Towards a Holistic Evaluation of LLMs on Factual Knowledge Recall
๐ Abstract
The article focuses on evaluating the factual knowledge recall of large language models (LLMs). It introduces FACT-Bench, a comprehensive benchmark to assess LLMs' ability to recall factual knowledge learned from pretraining. The article presents a holistic assessment of 31 LLMs across 10 model families, examining factors that affect their factual knowledge recall.
๐ Q&A
[01] Introduction
1. What are the key challenges identified in evaluating the factuality of LLMs' generated outputs?
- The article identifies four key challenges in evaluating the factuality of LLMs:
- Making the questions simple enough to solely require knowledge recall rather than complex reasoning or multi-source information
- Ensuring the questions are fair and query knowledge that exists in the pretraining data of all LLMs
- Making the questions diverse and representative
- Making the questions specific enough so that the answer is unique and grounded in some knowledge source
2. How does the FACT-Bench benchmark address these challenges?
- Simplicity: The benchmark constructs questions based on Wikidata triplets to elicit knowledge from LLMs.
- Validity: The benchmark selects triplets whose subject has a Wikipedia article and whose object also appears in the same article.
- Diversity: The benchmark covers 20 domains, 134 property types, and 3 answer types (entities, dates, and numbers).
- Specificity: The benchmark manually selects property types likely to yield unique answers and uses prompt engineering to generate specific questions.
[02] FACT-Bench
1. What are the key characteristics of the FACT-Bench dataset?
- Simplicity: Questions are based on Wikidata triplets to elicit knowledge recall.
- Validity: Triplets are selected such that the subject has a Wikipedia article and the object appears in the same article.

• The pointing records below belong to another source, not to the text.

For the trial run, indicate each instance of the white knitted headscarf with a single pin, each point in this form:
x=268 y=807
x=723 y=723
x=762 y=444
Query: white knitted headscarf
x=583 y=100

- Diversity: The dataset covers 20 domains, 134 property types, and 3 answer types (entities, dates, and numbers).
- Specificity: Property types are manually selected to yield unique answers, and prompts are engineered to generate specific questions.
2. How is the FACT-Bench dataset constructed and evaluated?
- The dataset consists of 20K question-answer pairs, with 5K for training and 15K for evaluation.
- Evaluation metrics include Exact Match (EM), F1 score, and a new metric "Contains" that checks if any of the ground-truth answers appear in the prediction.
- The upper-bound performance is estimated through human validation of a 2K subset, which shows 90% accuracy for the full 15K set and 100% for the 2K "Premium2k" subset.
[03] Benchmarking LLMs
1. What are the key findings from benchmarking 31 LLMs across 10 model families?
- Instruction-tuning hurts knowledge recall: Pretraining-only models consistently outperform their instruction-tuned counterparts.
- Positive effect of model scaling: Larger models outperform smaller ones across all model families.
- Significant gap with upper-bound: The best performance from GPT-4 still represents a large gap with the estimated upper-bound.
- LLMs struggle with long-tail entities and certain property types: Consistent with previous findings, LLMs perform poorly on less popular entities and specific property types like dates and numbers.
2. How do in-context exemplars affect LLMs' factual knowledge recall?
- Counterfactual in-context exemplars (with incorrect answers) lead to significant degradation of factual knowledge recall for large models.
- The degradation is attributed to exemplars that contradict the model's known knowledge, as well as the number of such exemplars.
3. What are the findings from fine-tuning experiments on LLaMA-7B?
- Fine-tuning on known knowledge (that the model is already familiar with) is beneficial and outperforms fine-tuning on unknown or mixed knowledge.
- Fine-tuning on unknown knowledge teaches the model to hallucinate, verifying the hypothesis from previous work.